It's about 7 Celsius or about 43 Fahrenhiet in my garage. Any remaining snow slowly melts and is completely absorbed by the cardboard. When the cardboard gets quite dirty, I just recycle it and lay down some new stuff.


----------



## 88racing (Jan 20, 2016)

I happened to come across a heavy duty rubber commercial building entry floor mat at a job site that was getting remodeled... It was in the dumpster....It's 4'x6' and has raised edges and tread cleaning fingers and it holds around 4-5 gallons of water...I've looked these up on the net before and they're not cheap...I've had it for 12 years and works like a champ...I clean the majority of the snow off outside and then park the blower on the mat....my garage never gets below freezing even on the coldest days we have here (-20*f--30*f) and I don't heat it but it's well insulated and holds in vehicle heat very well


----------



## Koenig041 (Dec 18, 2013)

My methods are very close to what others have posted. I rest the machine on an old rug in the garage after excess was brushed off outside. I also place a 1 x 3 under the scraper because I have had the bottom of the chute freeze and stick to the rug.

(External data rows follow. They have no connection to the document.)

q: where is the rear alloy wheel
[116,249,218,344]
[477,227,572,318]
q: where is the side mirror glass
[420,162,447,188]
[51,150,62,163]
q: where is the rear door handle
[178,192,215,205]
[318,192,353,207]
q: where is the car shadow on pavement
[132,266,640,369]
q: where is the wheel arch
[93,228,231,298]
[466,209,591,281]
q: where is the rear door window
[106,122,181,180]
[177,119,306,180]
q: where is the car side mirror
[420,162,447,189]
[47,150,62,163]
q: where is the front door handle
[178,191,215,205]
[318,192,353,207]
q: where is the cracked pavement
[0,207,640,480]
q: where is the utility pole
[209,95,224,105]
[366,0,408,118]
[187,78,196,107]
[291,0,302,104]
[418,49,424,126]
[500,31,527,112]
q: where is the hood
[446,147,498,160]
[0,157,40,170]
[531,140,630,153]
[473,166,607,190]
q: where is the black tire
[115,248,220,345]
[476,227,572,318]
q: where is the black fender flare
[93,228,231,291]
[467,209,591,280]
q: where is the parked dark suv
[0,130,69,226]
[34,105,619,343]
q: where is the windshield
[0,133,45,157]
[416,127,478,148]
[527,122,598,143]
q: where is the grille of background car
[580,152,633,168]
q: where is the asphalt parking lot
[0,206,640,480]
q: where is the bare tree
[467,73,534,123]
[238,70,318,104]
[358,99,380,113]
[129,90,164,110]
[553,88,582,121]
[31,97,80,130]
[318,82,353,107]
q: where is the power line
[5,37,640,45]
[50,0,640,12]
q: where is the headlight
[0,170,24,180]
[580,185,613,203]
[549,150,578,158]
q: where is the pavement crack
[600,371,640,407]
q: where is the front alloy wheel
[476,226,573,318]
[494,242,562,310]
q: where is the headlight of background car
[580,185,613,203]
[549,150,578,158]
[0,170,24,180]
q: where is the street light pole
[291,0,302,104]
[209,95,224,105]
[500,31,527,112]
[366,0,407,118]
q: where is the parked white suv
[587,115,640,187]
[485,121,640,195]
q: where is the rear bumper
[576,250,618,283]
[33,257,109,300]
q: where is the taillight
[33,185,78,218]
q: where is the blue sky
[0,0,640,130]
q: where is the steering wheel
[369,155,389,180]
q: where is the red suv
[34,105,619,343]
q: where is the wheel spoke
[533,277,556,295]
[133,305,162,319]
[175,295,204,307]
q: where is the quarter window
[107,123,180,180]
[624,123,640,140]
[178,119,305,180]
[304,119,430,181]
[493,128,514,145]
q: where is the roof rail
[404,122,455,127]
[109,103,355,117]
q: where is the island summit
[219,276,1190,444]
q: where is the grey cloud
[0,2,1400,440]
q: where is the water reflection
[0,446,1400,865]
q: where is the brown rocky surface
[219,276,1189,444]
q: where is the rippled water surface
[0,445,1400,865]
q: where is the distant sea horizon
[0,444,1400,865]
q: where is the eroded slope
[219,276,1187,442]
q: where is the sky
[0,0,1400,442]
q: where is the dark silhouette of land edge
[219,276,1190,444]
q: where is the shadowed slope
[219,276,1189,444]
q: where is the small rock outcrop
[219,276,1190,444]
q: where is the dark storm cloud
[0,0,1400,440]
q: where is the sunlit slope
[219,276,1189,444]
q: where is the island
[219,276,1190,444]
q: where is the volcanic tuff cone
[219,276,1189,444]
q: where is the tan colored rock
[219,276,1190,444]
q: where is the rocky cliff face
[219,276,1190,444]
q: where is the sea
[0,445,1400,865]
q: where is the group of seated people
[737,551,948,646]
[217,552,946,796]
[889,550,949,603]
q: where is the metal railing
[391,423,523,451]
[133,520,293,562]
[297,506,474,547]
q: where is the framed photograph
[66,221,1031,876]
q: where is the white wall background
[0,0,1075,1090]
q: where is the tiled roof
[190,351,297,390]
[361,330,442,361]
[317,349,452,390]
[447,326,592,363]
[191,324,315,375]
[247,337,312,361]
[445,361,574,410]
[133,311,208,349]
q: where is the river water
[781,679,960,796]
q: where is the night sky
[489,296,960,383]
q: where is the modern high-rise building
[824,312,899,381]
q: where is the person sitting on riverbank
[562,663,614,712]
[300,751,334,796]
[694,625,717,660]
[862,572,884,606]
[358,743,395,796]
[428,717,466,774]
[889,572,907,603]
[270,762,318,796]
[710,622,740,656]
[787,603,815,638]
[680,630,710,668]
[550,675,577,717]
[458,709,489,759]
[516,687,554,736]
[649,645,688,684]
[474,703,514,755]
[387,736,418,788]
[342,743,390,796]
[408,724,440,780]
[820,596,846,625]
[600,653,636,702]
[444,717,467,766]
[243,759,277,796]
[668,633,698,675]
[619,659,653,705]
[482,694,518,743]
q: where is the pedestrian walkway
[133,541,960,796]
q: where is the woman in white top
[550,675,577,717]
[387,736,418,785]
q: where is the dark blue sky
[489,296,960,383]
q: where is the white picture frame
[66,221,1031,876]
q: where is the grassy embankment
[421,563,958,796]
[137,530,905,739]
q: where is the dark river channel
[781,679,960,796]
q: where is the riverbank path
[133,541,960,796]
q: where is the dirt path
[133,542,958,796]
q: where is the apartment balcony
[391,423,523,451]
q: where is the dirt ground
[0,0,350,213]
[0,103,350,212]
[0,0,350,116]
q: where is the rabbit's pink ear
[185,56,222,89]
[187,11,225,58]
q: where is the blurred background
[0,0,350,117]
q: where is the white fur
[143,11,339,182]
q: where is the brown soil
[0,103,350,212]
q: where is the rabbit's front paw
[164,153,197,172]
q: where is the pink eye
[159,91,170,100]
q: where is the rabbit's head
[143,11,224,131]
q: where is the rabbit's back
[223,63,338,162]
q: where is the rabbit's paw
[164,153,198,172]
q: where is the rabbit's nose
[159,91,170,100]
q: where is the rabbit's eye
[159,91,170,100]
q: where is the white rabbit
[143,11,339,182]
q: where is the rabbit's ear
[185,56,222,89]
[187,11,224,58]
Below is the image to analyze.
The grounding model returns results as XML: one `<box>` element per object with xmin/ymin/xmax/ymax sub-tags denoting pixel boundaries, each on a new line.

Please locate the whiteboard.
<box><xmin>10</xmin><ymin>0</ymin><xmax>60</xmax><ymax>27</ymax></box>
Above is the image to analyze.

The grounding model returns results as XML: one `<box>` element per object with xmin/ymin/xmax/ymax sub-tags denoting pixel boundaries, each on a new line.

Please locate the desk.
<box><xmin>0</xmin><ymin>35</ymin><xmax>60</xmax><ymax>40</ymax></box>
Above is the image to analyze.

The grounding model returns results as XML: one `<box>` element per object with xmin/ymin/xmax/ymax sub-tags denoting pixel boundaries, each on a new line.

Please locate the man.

The Troybilt blower has a plate that the impeller blades are attached. Snow will get behind the plate and freeze between the plate and the back of the drum. When this happens I will put a box heater on that part of the machine to soften up the ice. This prevents the drum from binding when engaging the auger.


----------



## uberT (Dec 29, 2013)

Ariens sells a mat for such purposes, too, but I don't think it has a raised lip on it.

It's about $29 at Home Depot.


----------



## koreywill (Feb 4, 2014)

I do a lot of the above mentioned items but then I break out the electric leaf blower and that gets just about everything left. I then park it inside the garage close to the door with the scraper bar on a block of wood. Any snow melt after that is easily swept or squeegeed out the door.


----------